Lettera di un’antirazzista ad un amico immigrato

Insomma, attenzione: il razzista a volte è più amato di noi. Come ci raccontava Malcom X e come tuttora qualcuno interpreta. Qualcuno sostiene che noi siamo ipocriti, che ricordiamo il liberal dell’est degli Stati Uniti orientali, che aborriva la schiavitù e disprezzava i sudisti retrogradi, ma poi non elevava il “black” a suo pari, mai. Davanti a queste obiezioni, mosse da un africano impegnato nel sociale,  ci sentiamo di dare una risposta

Caro amico, perdona la confidenza, so che non dovrei darti del tu…anzi, ricomincio, perché deve finire la storia che a un “immigrato” si da del tu come se fosse l’unica opzione possibile. E poi, che ne so io se lei è immigrato, o è qui per diletto o era solo stanco di vivere altrove? Vede come già parto male. Non so come risponderle – perché devo, mi creda .

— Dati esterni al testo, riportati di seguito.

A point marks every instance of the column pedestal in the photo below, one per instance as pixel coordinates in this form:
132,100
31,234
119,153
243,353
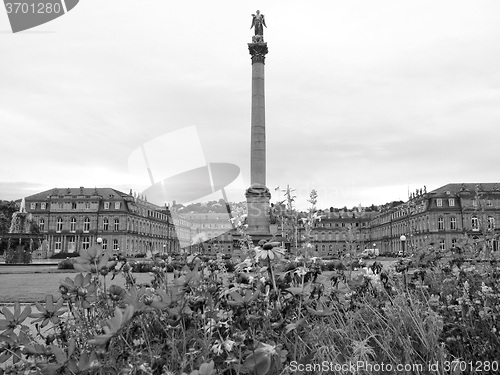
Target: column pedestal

Tanti anni fa mi divertì molto la puntata di  un telefilm, mi pare  che la serie si chiamasse “Maude”: la padrona di casa,  newyorchese molto progressista, davanti alla nuova colf afroamericana, si sperticava in lodi, rivendicando la loro  reciproca parità e la propria apertura mentale, obbligando la malcapitata a uscire dalla porta principale anziché dall’uscita di servizio; finché quella, esasperata, le diceva chiaramente che voleva essere lasciata in pace, uscire dalla porta secondaria e casomai, di diritti civili si sarebbe occupata in proprio. Un film che ha circa quarant’ anni ma, a quanto leggo, ancora in certo modo attuale.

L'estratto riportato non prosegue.